Ironically, a week or so ago an invitation arrived from noted author and environmentalist, Audrey Peterman, announcing that along with a stellar list of outdoorsmen and women of color, I was being invited to attend an event on August 25th at the National Press Club in Washington, D.C., to which the "Prince of Rangers," Yosemite's Shelton Johnson, and I would be honored guests. To have my name linked with Shelton's -- in the same sentence -- is beyond imagination. Would you believe that the two events were only 15 hours apart and that there was no way for me to do both? Frustration of frustrations!
... but before this administration's term of office ends, it would be such a thrill ... .
Maybe there will be another opportunity at some point -- before I hang up my flat hat for the last time ...
Let us pray ... .
Sunday, August 03, 2014
... after all, I'm been under scrutiny since late October at the time of the government Shut Down -- and after 10 months -- it continues still. I finally was able to find a few days off to escape to scenic and serenely quiet Mendocino. I'd forgotten how much that two-and-a-half hour's drive to the northern seashore is rejuvenating. So beautiful! Why on earth I don't do this more frequently is a mystery.

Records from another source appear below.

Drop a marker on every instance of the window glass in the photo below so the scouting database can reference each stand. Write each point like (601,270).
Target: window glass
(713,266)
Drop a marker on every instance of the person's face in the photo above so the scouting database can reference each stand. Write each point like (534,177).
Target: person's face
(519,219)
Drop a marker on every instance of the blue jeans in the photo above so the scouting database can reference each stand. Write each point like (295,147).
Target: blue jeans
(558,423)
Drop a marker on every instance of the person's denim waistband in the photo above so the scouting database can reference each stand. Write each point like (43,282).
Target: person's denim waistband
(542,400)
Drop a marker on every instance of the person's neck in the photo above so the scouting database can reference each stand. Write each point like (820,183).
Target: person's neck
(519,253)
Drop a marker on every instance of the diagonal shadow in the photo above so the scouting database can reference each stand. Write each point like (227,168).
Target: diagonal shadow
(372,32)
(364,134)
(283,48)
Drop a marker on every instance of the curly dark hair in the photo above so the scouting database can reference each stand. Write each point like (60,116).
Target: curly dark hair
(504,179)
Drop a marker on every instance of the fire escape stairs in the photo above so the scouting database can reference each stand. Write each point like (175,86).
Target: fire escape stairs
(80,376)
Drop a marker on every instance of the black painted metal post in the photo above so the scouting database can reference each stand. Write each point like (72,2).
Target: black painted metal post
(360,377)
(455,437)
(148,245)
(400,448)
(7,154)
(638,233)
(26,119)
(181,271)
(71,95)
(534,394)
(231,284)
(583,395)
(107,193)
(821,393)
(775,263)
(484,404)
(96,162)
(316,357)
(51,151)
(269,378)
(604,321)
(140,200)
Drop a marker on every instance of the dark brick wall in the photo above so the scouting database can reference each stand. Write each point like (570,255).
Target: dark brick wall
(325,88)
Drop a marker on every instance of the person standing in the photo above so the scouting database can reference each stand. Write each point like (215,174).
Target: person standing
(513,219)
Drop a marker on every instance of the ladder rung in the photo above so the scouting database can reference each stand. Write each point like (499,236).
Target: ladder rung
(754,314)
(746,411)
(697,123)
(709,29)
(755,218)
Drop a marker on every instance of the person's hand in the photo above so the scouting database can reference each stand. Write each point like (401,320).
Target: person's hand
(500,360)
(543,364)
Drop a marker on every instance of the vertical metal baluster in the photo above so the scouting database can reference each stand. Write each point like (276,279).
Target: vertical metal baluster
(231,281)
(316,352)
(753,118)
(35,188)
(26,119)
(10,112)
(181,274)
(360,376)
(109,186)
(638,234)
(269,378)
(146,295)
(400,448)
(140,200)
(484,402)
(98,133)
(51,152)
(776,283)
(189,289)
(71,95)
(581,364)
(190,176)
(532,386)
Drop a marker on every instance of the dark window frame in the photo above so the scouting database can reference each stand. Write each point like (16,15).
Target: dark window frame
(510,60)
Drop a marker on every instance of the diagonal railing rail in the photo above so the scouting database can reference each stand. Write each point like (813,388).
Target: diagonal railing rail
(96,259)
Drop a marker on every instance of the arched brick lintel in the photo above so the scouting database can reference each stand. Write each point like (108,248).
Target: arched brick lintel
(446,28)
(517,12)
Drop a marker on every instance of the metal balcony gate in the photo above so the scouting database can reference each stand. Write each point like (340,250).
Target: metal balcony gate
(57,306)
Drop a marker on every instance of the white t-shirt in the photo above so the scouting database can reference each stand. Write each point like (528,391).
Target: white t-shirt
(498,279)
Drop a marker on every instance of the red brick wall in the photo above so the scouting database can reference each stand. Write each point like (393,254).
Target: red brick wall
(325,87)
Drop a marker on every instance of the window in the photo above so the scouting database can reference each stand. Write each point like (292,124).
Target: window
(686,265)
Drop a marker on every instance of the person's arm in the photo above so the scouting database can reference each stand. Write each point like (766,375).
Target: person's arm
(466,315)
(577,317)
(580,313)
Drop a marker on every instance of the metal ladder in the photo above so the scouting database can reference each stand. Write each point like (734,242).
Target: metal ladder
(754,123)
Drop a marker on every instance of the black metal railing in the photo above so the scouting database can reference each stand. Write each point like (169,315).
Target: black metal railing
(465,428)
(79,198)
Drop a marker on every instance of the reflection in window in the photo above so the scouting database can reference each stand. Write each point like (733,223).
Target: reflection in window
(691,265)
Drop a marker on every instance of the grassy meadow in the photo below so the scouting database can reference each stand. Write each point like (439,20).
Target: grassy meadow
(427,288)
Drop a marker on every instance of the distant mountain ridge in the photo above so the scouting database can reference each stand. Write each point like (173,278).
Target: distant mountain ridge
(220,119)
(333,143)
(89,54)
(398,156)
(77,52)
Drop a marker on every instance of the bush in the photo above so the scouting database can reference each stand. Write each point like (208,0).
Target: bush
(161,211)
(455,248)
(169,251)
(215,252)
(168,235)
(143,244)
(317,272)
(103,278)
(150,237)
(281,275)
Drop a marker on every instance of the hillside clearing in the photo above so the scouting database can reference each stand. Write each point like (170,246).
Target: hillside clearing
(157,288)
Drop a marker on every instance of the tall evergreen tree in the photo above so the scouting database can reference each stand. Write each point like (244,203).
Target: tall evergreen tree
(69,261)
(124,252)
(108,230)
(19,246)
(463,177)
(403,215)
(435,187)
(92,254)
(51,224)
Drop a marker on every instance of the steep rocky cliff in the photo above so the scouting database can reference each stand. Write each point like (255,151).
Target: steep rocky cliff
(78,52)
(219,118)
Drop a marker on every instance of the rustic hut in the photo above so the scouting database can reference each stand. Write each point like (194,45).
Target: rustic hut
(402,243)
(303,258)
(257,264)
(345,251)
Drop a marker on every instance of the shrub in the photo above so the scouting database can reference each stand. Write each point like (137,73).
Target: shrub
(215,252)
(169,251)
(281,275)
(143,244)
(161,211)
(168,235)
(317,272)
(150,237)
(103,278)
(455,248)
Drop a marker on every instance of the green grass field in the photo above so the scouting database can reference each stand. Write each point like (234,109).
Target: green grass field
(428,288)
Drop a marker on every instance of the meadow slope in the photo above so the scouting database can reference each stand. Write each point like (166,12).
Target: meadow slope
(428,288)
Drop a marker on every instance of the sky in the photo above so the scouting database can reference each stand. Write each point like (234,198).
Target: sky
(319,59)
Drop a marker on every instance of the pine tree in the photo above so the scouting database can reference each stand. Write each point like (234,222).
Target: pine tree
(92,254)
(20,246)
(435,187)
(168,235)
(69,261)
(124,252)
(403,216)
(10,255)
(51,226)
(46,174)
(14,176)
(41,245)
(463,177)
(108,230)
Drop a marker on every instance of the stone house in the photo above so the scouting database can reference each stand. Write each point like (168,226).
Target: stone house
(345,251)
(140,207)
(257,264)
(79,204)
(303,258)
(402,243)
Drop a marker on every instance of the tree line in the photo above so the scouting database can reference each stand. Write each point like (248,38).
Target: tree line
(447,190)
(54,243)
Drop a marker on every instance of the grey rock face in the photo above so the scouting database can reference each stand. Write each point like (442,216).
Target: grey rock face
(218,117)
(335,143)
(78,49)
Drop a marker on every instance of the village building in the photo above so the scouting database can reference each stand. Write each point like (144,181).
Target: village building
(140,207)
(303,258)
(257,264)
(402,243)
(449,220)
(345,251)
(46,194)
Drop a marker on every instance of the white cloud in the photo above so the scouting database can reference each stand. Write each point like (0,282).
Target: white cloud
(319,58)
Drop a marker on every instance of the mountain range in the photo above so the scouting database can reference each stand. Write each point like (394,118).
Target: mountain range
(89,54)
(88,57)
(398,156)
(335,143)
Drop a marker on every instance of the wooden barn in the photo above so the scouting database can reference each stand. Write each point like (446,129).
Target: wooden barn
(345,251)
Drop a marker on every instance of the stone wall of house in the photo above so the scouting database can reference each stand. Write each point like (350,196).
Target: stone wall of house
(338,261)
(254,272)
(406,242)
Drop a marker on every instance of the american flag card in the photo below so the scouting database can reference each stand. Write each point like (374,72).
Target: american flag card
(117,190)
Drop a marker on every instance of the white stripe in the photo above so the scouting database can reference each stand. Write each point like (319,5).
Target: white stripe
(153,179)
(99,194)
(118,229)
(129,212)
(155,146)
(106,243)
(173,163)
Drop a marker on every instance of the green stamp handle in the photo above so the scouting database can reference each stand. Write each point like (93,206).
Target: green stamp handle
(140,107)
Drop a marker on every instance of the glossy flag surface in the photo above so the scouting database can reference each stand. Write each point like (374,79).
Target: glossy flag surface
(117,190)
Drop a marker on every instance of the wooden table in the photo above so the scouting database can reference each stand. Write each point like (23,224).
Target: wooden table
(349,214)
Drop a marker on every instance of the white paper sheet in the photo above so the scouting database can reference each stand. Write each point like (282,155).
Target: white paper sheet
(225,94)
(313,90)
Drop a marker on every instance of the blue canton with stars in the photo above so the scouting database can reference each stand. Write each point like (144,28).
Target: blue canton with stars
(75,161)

Over past days Lu, my colleague, and I paired in a StoryCorp 40-minute interview for the National Archives; I'd done a 30-minute phone interview for Geico Corporation out of Toronto (and, no, I'm not replacing the gecco); and a few days ago completed another for VIA, the magazine produced by California AAA to be published as a Q&A in the November/December issue.
I'm guessing that -- with so many Boomers approaching their golden years -- there is a growing demand for stories on those of us who've survived into our eighties and nineties. Maybe we're becoming the lodestars -- guides into the future for those who will soon replace us on the planet.
I arrived in Mendocino on the first day of the annual writers conference which brings together writers, agents, poets, etc., from throughout the country for a 3-day gathering. The last thing I expected to do was to attend a public event of any sort, but since this one means a great deal to my friend, Tom, it was easy to simply say "yes," get into the one change of dress I'd brought along, and into his tiny but strangely elegant red Duchevot (sp?) for the short trip to a lovely private home where the opening reception was being held. There we met friends, writer Norma Watkins and her husband the noted artist woodworker, Les. We missed a new exhibit of his work only by days. I'm in the middle of reading Norma's memoir, The Last Resort, and only regret that the audio book has not yet been published. I have to imagine the sound of the words in sweet Mississippi-talk -- and that's a pity.
The re-discovery that changing worlds can be surprisingly restful was a revelation. Here I had no responsibilities, and could just coast and soar for a few hours out of context and into one where no one expected or wanted anything of me. Being a mere observer was an almost forgotten pleasure.
The lull lasted only two nights and I was back driving through magnificent redwood forests from Fort Bragg through to Willits and Highway 101 heading south for home early on Friday morning, and reporting to the Visitor Education Center on Saturday morning for a theater presentation before 35 eager freshmen from Mills College in Oakland at eleven o'clock.
... and it may not surprise you one whit to learn that this was precisely the place I needed and intended to be on a windy noisy urban shoreline in the thick of life once more!